In about 10 more minutes, João Fonseca is going to be the biggest problem in tennis.

That stamp press of a forehand indents a tennis ball so hard you wonder if it will split open. Another unaccountable weapon is his compressed composure at the age of just 18, an outward unbotheredness though he’s playing in the first Grand Slam season of his life. But what should most worry the top-ranked players in the French Open is his exuberant hunger for everything raw and new that he encounters, especially opponents. He can’t wait to get at these guys.

There is a peculiar charm and revelation in watching a young player on the way to becoming possibly a champion. This is especially true at Roland Garros, where the red clay seems to particularly isolate and expose, making what it calls up in a player so intensely visible. The great French film critic and aficionado of the game Serge Daney once wrote that tennis is so telegenic because it is literally played in a frame, and that “produces the clearest, most legible emblematic image of modern sport: a violent telescoping … of money, the body, and power.” The camera captures “a body slacken, reflexes wane, tics invade, an intention impose itself.” We’re watching Fonseca’s body and intentions grow within the frame. What the camera shows is this:

A boy-man with hair on his chin downy as a cygnet, and a hint of baby fat around the cheeks, mop-hair curling under his cap. When he is asked who his agent is, he says to call his dad. Yet the power of his game is absolutely slaughtering — when the camera closes in on him standing alone, what you can’t miss is how much chestier he grows on big points. He reached the third round of the French on Thursday by defeating a man almost twice his age in 34-year-old Pierre-Hugues Herbert. And what’s more, he had to cope with a baying, standing-room-only French crowded ringing Court 14, and yet he coolly did away with their rooting interest in straight sets, taking every big point as if with a broadax, 7-6 (7-4), 7-6 (7-4), 6-4.

“In important moments I just try to be brave,” Fonseca said. “I think that’s the difference between the good guys in the top 50 from the top 10: They need to be brave, they need to know how to play in important moments.”

There is an incredible sense of velocity around Fonseca. Part of it comes from his racket speed, which is a combination of timing and torque, a flying elbow around a thick crankshaft of a torso and terrific footwork. According to an ATP Tour analysis, Fonseca’s average forehand shot speed is 81 miles per hour — as compared to the general Tour average of 76 mph. What’s more, he has an enormously heavy spin rate of 3,019 rotations per minute, compared to the Tour average of 2,844. And he’s still an adolescent exploring his body. His power can make older, powerful players look pedestrian — he backed Herbert all the way up to the BNP Paribas sign at the end of the court, and had him flailing at balls catapulting to shoulder level.

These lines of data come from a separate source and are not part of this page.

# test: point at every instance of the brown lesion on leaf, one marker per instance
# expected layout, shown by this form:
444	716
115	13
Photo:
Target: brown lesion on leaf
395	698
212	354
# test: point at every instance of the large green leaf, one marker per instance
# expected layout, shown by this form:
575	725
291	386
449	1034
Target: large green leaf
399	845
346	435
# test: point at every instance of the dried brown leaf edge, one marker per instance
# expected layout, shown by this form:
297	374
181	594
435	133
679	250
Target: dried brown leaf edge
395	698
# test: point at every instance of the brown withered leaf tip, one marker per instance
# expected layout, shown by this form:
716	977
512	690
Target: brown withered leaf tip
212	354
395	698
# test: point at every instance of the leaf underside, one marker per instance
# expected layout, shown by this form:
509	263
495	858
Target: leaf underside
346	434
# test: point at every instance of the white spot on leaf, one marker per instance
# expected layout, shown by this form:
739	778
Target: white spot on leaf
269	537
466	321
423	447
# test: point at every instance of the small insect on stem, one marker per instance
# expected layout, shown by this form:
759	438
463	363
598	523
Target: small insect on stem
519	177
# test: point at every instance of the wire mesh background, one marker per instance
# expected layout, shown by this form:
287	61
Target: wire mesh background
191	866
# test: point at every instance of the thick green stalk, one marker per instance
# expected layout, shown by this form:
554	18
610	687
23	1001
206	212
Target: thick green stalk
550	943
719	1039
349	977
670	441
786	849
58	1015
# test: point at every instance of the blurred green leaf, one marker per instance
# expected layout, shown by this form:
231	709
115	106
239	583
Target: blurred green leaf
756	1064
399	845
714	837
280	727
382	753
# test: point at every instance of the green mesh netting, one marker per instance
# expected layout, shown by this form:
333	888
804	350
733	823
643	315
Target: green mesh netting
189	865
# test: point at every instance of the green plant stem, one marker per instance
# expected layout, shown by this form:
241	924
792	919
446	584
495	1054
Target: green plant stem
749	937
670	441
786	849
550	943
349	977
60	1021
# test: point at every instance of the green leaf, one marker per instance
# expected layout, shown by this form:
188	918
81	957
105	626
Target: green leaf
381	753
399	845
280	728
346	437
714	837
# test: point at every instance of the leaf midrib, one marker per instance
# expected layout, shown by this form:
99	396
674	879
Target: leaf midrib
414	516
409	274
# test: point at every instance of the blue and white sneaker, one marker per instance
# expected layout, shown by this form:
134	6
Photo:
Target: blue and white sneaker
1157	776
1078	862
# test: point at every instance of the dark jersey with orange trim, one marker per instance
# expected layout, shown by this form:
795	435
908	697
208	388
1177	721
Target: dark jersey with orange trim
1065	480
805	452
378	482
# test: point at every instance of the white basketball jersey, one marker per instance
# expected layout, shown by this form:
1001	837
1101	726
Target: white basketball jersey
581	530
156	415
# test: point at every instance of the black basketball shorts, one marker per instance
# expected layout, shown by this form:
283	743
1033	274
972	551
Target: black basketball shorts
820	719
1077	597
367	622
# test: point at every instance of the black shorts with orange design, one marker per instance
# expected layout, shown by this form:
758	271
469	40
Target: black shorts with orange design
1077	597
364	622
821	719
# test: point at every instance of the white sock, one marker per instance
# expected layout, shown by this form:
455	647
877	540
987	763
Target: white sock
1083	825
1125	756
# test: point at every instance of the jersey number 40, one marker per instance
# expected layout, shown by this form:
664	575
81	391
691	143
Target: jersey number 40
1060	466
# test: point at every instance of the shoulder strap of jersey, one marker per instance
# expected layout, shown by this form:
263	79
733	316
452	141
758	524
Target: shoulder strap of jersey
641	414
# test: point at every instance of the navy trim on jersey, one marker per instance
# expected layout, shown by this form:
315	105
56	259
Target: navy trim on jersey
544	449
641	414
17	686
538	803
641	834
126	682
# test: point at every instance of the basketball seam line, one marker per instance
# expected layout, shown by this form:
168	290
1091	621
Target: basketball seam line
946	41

Of course, Fonseca’s brute power alone won’t make him a top five or even top 10 player; he’ll need to acquire more breadth and definition to his game. But he’s already got a key component: great movement. Every major champion has a unique physical signature. With Roger Federer it was a supple ease, an emanation of grace. With Carlos Alcaraz, a limber, skipping playfulness, all mobility and scalloping soft hands. It’s hard to say yet what Fonseca’s signature will be — he is still playdough — but there is already a suggestive look to him. He seems to wholly envelope the ball with his body when he strikes it; he devours it, chases it around the court with the dogged appetite of a rottweiler. He’s a little remindful of what Daney once wrote of Jimmy Connors: “If he could follow the ball to the opposite side he would do so.”

Premature as it might be to suggest that Fonseca has greatness in him, there is no ignoring the acceleration of his win rate as just a rookie in his second major tournament. It was only in January that the Brazilian teenager mused, “It’s my dream to play the tour, like, the real tour where top 50 players play.” At the Australian Open, when he caused a sensation by upsetting Andrey Rublev in the first round, he said demurely, “I mean, I don’t know why me. I think people think about me too much.”

But by mid-February he had won his first ATP title at the Argentina Open, and by the end of March he said, “Playing with the top players, you kind of know where’s your level. I really see that I’m the right way, I’m the right path, playing some good matches against top, top players. There is where I want to be.”

By then everyone had taken notice of him. No less than Novak Djokovic said, “He’s been the talk of the tour in the last several months. I mean, deservedly so. I mean, so young. Just incredible firepower from both ends of the baseline. Of course, what is impressive is the way he strikes the ball, but even more so how he handles the nerves on the court for someone that doesn’t have the experience at all playing at the highest level.”

Perhaps most suggestive of Fonseca’s skying potential is this: By reaching the third round at Roland Garros at just 18 — setting up an entrancing encounter Saturday with world No. 5 Jack Draper — he joined a list of youngest-ever-tos that includes Federer, Rafael Nadal and Alcaraz. Speaking of which, wasn’t it just the other day that Alcaraz and top-ranked Jannik Sinner, 22 and 23 years old respectively, were considered the new generation? So what, then, does that make Fonseca?

“I don’t know, what should I call it, the new, new, new generation?” Djokovic said.